Male, Ruby-throated hummingbird perching on the left side of a bare, v-shaped branch. Profile view shows long, thin beak, red, iridescent chin, and shiny, green back.
Male, Ruby-throated hummingbird perching on bare branch over path. Photograph taken by Henry Malec-Scott

Almost immediately after starting our trek down to the cove, we were greeted by a perched hummingbird! This beautiful, male Ruby-throated hummingbird, the only species native to Massachusetts, was sitting about thirty feet up on a bare branch right

over the path. We were able to get incredible looks at a bird we are often only able to catch a glimpse of. After about five-minutes of perching, he was off in the blink of an eye!


We continued down the trail toward the cove, where we were teased sporadically by a Song sparrow, Chipping sparrow, Chickadee, and Goldfinch. Despite hearing a few birds, seeing these small singers has become increasingly difficult due to the trees being fully leafed out. Excellent for protection and shelter of birds, but not-so-excellent for trying to see them.

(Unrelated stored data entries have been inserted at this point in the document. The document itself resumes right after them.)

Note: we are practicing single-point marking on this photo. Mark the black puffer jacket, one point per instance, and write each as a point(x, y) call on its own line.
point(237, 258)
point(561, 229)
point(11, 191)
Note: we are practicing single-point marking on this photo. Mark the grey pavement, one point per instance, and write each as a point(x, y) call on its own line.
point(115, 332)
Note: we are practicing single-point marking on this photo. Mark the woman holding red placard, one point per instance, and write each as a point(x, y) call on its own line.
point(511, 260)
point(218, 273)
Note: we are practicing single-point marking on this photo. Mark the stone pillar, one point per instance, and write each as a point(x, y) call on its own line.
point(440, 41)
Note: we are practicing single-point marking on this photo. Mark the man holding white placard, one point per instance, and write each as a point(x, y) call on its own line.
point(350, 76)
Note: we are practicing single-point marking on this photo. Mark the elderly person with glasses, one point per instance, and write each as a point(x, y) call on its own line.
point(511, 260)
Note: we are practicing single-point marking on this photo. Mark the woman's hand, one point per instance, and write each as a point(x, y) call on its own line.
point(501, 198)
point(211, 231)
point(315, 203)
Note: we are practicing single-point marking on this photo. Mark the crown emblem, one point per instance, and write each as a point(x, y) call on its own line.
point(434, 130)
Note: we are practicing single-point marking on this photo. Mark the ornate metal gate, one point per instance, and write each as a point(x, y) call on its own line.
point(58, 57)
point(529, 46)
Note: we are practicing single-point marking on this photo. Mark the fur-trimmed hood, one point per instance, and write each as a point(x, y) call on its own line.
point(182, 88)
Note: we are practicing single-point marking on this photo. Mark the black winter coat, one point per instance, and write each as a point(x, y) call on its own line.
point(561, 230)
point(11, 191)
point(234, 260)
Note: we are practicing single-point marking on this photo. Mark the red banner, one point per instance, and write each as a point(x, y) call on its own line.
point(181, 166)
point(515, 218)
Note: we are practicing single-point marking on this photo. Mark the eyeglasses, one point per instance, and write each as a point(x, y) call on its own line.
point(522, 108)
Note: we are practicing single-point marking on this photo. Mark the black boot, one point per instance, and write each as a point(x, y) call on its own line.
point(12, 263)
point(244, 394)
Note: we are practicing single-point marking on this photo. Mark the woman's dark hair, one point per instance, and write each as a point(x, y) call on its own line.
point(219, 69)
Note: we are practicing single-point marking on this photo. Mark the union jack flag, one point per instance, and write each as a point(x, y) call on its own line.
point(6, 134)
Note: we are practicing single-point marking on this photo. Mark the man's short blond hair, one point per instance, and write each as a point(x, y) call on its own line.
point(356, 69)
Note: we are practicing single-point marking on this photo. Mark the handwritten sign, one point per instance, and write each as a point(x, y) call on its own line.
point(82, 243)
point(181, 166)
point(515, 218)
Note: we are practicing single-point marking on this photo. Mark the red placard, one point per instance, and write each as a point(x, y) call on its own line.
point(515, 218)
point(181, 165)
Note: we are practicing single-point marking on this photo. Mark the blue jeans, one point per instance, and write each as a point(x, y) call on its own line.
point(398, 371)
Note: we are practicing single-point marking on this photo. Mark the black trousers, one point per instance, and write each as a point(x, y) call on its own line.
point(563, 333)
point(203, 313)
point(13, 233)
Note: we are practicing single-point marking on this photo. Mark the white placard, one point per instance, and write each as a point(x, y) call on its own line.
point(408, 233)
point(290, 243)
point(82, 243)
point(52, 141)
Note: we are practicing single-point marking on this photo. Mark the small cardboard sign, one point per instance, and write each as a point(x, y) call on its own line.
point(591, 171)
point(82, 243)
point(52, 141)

When we did finally make it to the cove, we were surprised with an incredible sight. A wading Snowy egret and wading Great egret almost right next to each other! MYBC club members snuck up to the egrets to get a good look at some of their tricky to remember differences. We were able to clearly see the showier, feathery plumage of the Snowy egret along with its much smaller stature when right next to the Great egret. In addition to differences in plumage and size, we got an excellent view of the different beak colors between the two. Snowy egrets typically have black bills, while Great egrets have yellow bills! This can be a great way to tell them apart if they are too far away to compare size and plumage.

Two egrets. A Great egret to the right of the image and in the forefront. A Snowy egret to the left and back about 30 feet. The Snowy egret is facing away from the camera, but you can make out its white, fluffy plumage and black bill. The Great egret is facing to the right of the image, clearly outlined in profile view. The bright yellow bill is visible along with its white coloring and dark legs.
A wading Great egret to the right and a Snowy egret to the left. Check out the differences in size, plumage, and bill color! Photograph by Henry Malec-Scott
An Osprey flying over head. Image is looking up at the Osprey. We can clearly see it's white underbelly and hooked beak. The Osprey has its wings stretched out wide to either side.
An Osprey flying overhead. Photograph by Henry Malec-Scott

As we were observing these two wading wonders, we were interrupted by the high-pitched,

consistent squealing of an Osprey who flew right over our heads and then continued to stick around as it hunted for food. Ospreys are the only raptor who has a diet entirely of fish. Occasionally, they will eat other food, but they will always go fishing when given the choice.


After much time spent observing the Great and Snowy egrets, it was time to zip back to the parking lot. We had a wonderful morning closely observing some of the beautiful nesters we don’t get to see all winter long.